I do object in principle to the word’s commonly being used in this sense. I think it’s a mistake because it’s incorrect: It’s an incomplete definition of a Christian because it omits the essential element of baptism. To be clear: My objection to this use of the term has nothing to do with my not wanting Mormons to be called Christians. I object to it mainly on the ground that I do not want the Protestant idea of what a Christian is, to be the assumed definition; to have it be commonly understood that valid baptism is irrelevant to becoming a Christian. I think that idea is potentially harmful to souls, since it encourages people to neglect baptism.
But in the context of, say, the mass media, what can you do? The media are painfully ignorant of religion in myriad ways. It’s hopeless to think you can correct their thinking on this point. So if I hear the LDS Church, or some Calvinist church, referred to in a movie or on the news, as a Christian church, I don’t go writing to producers and editors, explaining that Christ founded one true Church and you enter it through valid baptism, etc., and therefore technically Mormons aren’t Christians. It would be a hopeless exercise and a waste of time. Instead I simply assume that they mean it in the broadest possible sense — the lowest-common-denominator definition of a Christian — as one who professes faith in Jesus Christ. Which in fact Mormons do.
So: Do I admit that Mormons are Christians in a sense? Yes, in the apparently commonly understood sense noted above. Do I think they are Christians properly so-called? No, but neither do I consider unbaptized Protestants to be Christians properly so-called. Setting aside fine points of doctrine, for me it’s a matter of valid baptism. If the Catholic Church someday decides that Mormon baptism is valid, then we might discuss whether their admittedly distinctive beliefs merit their being deprived of the title. Until that time, the correctness or incorrectness of their doctrine, in my view, is moot.
Turning the tables?
I’m curious how a Mormon would answer this question: Suppose there was someone who studied the Mormon religion on his own and decided he believed in it, but declined to receive instruction from the missionaries, or to request baptism. Or, what if he got himself baptized, but not by a priesthood holder? Would he still be considered a true Mormon, based on his beliefs alone?

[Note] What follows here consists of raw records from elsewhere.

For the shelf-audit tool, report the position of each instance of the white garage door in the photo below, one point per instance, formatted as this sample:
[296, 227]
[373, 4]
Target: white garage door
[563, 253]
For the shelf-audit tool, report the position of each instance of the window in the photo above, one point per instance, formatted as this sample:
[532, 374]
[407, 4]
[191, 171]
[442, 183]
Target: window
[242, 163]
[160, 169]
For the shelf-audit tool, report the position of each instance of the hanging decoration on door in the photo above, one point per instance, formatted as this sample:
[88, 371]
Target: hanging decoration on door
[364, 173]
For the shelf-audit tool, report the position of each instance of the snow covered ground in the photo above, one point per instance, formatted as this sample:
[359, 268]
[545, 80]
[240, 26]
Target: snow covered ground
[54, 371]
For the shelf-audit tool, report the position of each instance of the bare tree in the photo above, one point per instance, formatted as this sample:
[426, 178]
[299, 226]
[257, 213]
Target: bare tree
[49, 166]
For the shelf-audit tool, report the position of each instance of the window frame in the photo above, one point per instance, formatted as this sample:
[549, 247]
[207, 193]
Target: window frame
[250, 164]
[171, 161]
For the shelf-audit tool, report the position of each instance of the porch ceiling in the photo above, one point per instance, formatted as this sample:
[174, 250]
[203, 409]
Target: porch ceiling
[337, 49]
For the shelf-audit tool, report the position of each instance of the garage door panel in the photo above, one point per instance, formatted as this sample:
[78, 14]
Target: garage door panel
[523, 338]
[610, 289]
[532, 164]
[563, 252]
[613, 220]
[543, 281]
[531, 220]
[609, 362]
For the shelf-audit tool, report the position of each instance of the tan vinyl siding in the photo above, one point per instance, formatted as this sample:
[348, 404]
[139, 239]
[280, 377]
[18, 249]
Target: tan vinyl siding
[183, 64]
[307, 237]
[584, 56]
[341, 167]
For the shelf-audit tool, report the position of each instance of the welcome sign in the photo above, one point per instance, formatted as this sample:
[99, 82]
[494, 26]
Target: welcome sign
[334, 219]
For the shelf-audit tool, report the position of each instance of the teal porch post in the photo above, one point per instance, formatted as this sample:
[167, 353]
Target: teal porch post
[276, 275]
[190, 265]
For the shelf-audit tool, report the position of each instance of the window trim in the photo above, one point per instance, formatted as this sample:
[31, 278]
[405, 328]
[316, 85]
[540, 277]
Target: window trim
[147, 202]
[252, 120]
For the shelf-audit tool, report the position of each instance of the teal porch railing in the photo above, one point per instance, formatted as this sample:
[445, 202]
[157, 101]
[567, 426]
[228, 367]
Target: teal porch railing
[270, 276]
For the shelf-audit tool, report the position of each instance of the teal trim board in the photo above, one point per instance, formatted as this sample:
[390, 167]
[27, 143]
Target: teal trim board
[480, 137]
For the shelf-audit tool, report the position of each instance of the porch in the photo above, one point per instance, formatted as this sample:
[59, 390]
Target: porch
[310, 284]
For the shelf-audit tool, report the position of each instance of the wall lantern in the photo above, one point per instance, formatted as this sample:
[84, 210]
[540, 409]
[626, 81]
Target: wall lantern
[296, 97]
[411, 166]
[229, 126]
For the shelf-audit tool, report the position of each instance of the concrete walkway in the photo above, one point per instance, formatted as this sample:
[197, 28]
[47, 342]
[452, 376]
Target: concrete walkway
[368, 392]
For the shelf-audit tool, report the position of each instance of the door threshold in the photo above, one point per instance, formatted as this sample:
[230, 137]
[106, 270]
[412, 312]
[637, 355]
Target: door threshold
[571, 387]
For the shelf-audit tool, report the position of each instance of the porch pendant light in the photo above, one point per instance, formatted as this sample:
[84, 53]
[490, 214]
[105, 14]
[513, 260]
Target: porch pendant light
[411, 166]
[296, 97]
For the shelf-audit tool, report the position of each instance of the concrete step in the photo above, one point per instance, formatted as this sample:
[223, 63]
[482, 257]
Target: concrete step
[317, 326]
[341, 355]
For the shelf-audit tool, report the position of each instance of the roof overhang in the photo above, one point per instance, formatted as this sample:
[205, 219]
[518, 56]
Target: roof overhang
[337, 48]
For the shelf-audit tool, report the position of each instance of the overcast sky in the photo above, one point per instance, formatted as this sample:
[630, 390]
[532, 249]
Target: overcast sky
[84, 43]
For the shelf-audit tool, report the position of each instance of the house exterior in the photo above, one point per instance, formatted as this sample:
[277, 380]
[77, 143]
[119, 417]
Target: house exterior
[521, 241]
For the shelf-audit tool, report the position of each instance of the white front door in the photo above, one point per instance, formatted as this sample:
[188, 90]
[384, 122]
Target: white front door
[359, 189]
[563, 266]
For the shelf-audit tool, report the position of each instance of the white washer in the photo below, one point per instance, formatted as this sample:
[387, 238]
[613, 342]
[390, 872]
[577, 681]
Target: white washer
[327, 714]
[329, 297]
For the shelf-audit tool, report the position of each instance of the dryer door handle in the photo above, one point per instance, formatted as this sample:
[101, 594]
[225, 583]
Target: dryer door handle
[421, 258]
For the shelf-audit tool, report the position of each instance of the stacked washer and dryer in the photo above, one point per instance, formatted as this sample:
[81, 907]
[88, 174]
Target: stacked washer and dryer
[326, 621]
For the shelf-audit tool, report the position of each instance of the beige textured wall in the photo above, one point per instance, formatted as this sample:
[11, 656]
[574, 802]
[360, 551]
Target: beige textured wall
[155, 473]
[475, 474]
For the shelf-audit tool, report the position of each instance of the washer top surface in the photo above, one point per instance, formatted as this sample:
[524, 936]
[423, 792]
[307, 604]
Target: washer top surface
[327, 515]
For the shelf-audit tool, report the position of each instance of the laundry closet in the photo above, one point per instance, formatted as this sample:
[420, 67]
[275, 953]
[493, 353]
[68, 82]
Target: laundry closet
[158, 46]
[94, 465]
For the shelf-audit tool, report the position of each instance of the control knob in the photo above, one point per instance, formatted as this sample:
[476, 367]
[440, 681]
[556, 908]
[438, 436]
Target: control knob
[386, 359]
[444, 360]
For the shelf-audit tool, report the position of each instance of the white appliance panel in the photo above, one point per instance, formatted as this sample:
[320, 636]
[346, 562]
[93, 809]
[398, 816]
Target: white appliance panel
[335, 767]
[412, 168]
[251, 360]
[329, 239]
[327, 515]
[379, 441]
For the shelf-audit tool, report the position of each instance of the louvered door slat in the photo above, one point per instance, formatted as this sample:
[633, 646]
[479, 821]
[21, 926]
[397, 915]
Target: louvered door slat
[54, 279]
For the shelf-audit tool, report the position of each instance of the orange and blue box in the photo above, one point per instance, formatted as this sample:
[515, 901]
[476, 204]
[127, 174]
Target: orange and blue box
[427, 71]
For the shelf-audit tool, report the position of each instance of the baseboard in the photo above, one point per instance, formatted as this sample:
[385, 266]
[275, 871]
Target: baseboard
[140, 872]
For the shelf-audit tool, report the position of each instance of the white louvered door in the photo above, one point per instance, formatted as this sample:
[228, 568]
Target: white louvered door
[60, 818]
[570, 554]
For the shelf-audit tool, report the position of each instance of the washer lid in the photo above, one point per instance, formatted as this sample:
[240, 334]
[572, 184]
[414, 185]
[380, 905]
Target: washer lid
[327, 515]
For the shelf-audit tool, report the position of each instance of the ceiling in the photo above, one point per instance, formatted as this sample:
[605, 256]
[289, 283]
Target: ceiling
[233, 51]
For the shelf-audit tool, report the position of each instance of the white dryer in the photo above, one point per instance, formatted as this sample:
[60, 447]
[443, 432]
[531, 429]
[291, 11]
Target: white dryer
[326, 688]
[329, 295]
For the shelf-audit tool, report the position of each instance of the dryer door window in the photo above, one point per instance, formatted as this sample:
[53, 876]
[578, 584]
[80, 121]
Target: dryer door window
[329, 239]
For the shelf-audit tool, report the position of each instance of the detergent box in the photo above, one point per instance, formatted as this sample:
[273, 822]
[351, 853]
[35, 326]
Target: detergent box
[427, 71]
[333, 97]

I hope answering this question might help some Mormons understand my position on what makes someone a Christian. As stated on the LDS Church website, “[Y]ou can become a member of The Church of Jesus Christ of Latter-day Saints by receiving the ordinance of baptism by immersion for the remission of sins by one having authority who after the baptism lays their hands upon your head, confirms you a member of the Church and then pronounces a blessing upon you that you may receive the gift of the Holy Ghost (see Acts 8:18-20).”
So the LDS Church seems to agree that “believing in Jesus” is not enough to make you a member of Christ’s own Church. It also requires valid baptism.
It appears our only disagreement is which church is “Christ’s own Church”. But that’s another discussion.